Royal National Hospital for Rheumatic Diseases, Rheumatology, Bath, UK
Correspondence to: H. Gunawardena. E-mail: harsha1mail{at}aol.com
SIR, The differential diagnosis of a swollen red forefoot includes acute gouty arthritis of the first metatarsophalangeal joint (MTPJ). This is confirmed following demonstration of sodium monourate crystals in synovial fluid or tissues. Classic risk factors include obesity, family history, diuretic use and historically high alcohol- and purine-containing diets.
We describe a case of acute podagra in a young, athletic man. Our case reinforces important risk factors and we feel provides support for associated aetiology.
A 28-yr-old rheumatology Senior House Officer ran the 2003 London Marathon. Following completion of the 26.2 mile course he unsurprisingly complained of widespread myalgia and arthralgia. Despite this, his euphoria and thirst led him to a public house where he drank two pints of beer. He then returned home and continued his pre-marathon diet of foods rich in purine including nuts, crab and sardine sandwiches.
Over the next 2 days his right first MTPJ became increasingly painful. Unable to ignore his symptoms he asked his Specialist Registrar to investigate.
Blood results were normal except for creatinine kinase of 248 IU/l and C-reactive protein of 7 mg/l. Serum urate concentration was normal at 0.4 mmol/l and 24-h urine collection showed a normal renal output of urate. Plain X-ray confirmed soft tissue swelling around the first MTPJ. Joint aspiration yielded 2 ml of turbid synovial fluid. Polarized light microscopy confirmed negatively birefringent needles. The diagnosis of acute gout was confirmed and treated with non-steroidal anti-inflammatory drugs.
When investigating the causes of acute forefoot pain, one would not be immediately suspicious of gout in a young man. However, our case displayed a number of risks in that he was male and perhaps more significantly he was exposed to recognized predisposing factors including a high-purine diet and dehydration exacerbated by alcohol intake [1, 2].
Alcohol is associated with reduced renal excretion of urate by lactic acid production. It can also promote degradation of adenosine triphosphate (ATP) leading to increased formation of urate.
Choi et al. [2] have shown an increased risk of gout associated with seafood intake in men with a normal or low body mass index as opposed to those who are overweight. It is suggested this is related to differences in metabolism and excretion of urate.
Despite this, gout remains relatively rare in males under the age of 30. It is well recognized that acute gout occurs in the presence of normal plasma uric acid in approximately 30% of cases. In our case urate was not measured at the time of onset of symptoms. The 24-h urine urate measurement excluded the possibility of under-excretion.
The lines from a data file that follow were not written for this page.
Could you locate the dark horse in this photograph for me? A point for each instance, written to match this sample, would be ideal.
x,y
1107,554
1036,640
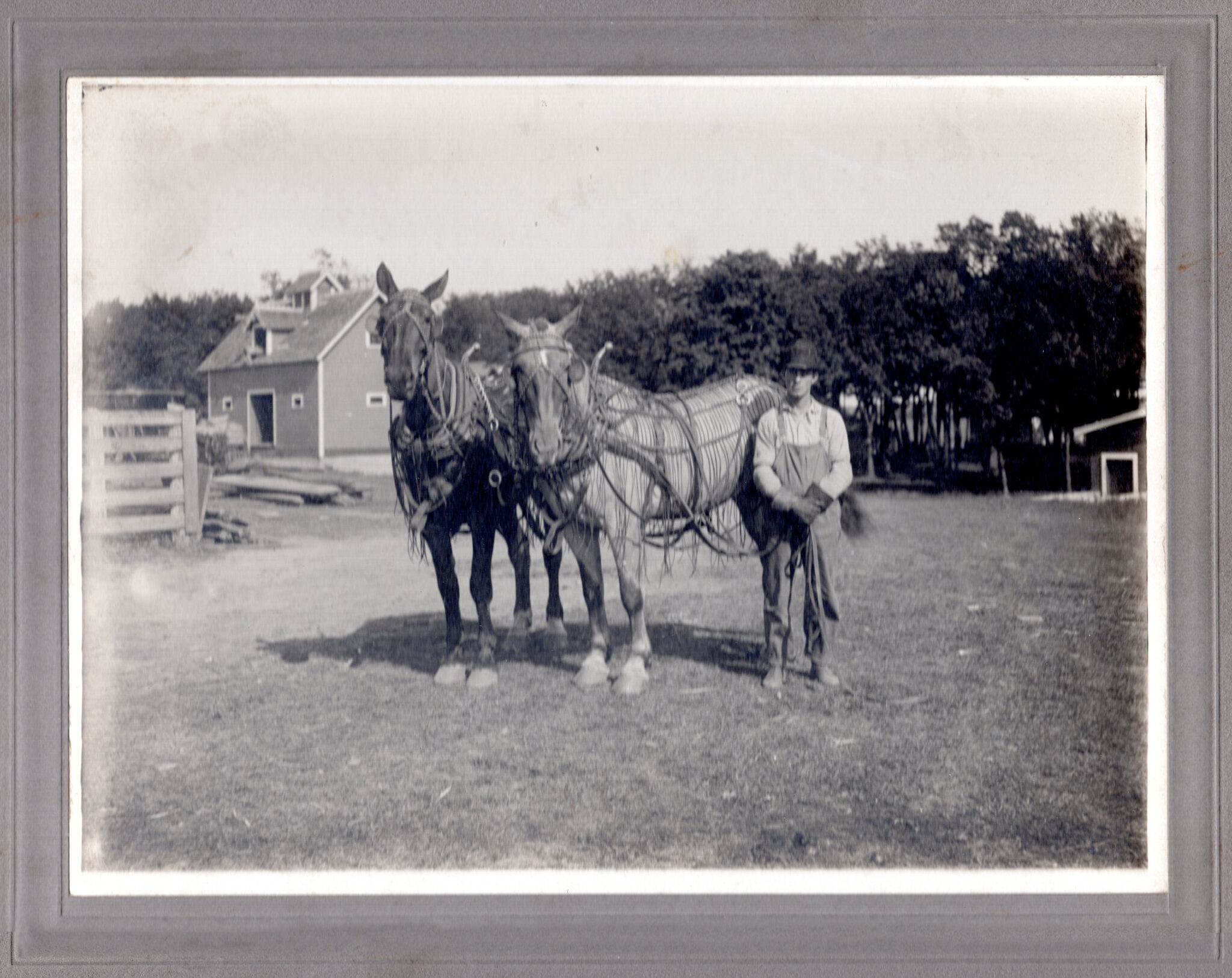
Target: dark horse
x,y
450,471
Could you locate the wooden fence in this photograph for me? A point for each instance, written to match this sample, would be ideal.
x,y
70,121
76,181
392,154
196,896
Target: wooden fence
x,y
140,472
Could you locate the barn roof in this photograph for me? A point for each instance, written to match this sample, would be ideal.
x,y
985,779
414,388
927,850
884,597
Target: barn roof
x,y
1082,431
302,336
309,280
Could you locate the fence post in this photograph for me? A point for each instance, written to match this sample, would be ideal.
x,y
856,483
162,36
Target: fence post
x,y
191,503
94,497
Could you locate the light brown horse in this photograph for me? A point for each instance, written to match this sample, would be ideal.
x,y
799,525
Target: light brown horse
x,y
609,458
450,470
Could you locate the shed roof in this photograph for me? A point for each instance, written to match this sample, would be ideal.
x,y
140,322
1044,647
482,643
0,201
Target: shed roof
x,y
304,334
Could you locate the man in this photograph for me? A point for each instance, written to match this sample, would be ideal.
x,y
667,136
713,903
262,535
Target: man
x,y
801,464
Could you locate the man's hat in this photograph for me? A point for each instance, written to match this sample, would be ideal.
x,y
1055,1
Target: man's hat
x,y
804,356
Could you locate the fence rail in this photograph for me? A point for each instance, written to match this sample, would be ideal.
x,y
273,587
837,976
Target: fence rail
x,y
140,472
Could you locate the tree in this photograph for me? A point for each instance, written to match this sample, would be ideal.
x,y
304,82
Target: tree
x,y
159,344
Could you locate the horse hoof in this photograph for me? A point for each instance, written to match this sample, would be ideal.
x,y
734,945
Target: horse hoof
x,y
482,678
593,671
451,674
632,678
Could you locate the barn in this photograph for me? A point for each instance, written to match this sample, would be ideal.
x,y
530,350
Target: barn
x,y
302,376
1116,452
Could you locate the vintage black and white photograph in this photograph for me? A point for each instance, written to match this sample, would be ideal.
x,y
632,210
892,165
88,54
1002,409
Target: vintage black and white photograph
x,y
617,485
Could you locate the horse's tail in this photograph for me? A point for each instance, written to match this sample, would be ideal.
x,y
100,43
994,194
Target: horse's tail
x,y
855,519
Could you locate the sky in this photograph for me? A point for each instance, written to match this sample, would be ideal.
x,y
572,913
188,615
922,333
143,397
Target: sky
x,y
201,185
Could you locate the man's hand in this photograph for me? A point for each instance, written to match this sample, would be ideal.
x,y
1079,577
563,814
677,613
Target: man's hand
x,y
802,506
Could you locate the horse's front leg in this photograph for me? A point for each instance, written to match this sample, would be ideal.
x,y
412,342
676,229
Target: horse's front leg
x,y
483,535
437,536
553,632
584,544
632,678
520,557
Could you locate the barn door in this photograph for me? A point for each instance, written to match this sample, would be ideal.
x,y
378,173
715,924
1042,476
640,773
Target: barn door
x,y
260,418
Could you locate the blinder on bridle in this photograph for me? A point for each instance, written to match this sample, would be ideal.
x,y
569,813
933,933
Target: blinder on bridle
x,y
425,325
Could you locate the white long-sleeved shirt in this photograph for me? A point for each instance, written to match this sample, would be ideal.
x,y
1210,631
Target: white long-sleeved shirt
x,y
816,425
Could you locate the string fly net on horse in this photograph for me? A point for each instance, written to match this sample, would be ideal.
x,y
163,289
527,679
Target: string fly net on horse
x,y
674,464
642,469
This led us to examine the possible role of severe physical exertion leading to muscle fatigue, tissue hypoxia and reperfusion injury. Case reports of gout precipitated by marathon running are rare. Moore and Anderson [3] reported a 33-yr-old male runner with knee and ankle pain complicated by an aortic valve nodule secondary to gout and visceral tophi. Studies have shown elevated plasma hypoxanthine and uric acid levels following prolonged exercise. The mechanism involves activation of adenylate kinase in muscle cells leading to degradation of adenosine nucleotides. This has been demonstrated consistently in anaerobic but also aerobic exercise, both conditions induced in distance running [4, 5]. A case study by Hellsten Westing et al. [6] confirmed high plasma hypoxanthine and urate levels and this correlated with increased running distance. Sutton et al. [7] demonstrated elevated plasma uric acid concentration in 11 subjects following a marathon run.
We feel that the additional factor of tissue hypoxia affecting the distal extremity of the first MTPJ triggered the cascade of ischaemia and reperfusion thus contributing to urate production. This mechanism may be exacerbated by foot stance. Our case has a high medial arch and toe strikes when running thus potentiating the ischaemic insult directly onto the joint.
Hypoxia causes reduced ATP levels and inhibits fatty acid desaturation. This increases degradation of phospholipids and changes cellular permeability with calcium influx from extracellular and intracellular stores. In response calcium-dependent proteases are activated and this initiates the conversion of xanthine dehydrogenase (XDH) to xanthine oxidase (XO). Xanthine is catalysed to urate by XO [8]. Reperfusion increases oxygen concentration, leading to XO generating production of free radicals including superoxide, nitric oxide and hydroxide. These free radicals attack cell integrity by damaging DNA leading to cell death and this promotes the inflammatory process [8, 9].
In summary we feel our case illustrates multifactorial triggers including classic risk factors combined with hypoxic reperfusion injury which led to an episode of acute gout in a healthy young individual.
Finally our case may provide evidence for a class seniority effect. Our SHO finished the marathon in 3 h; his SpR paced himself to 3 h 50 min in order to remain free of crystal arthropathy. Their consultant Professor of Rheumatology decided it best not to run at all.
The authors have declared no conflicts of interest.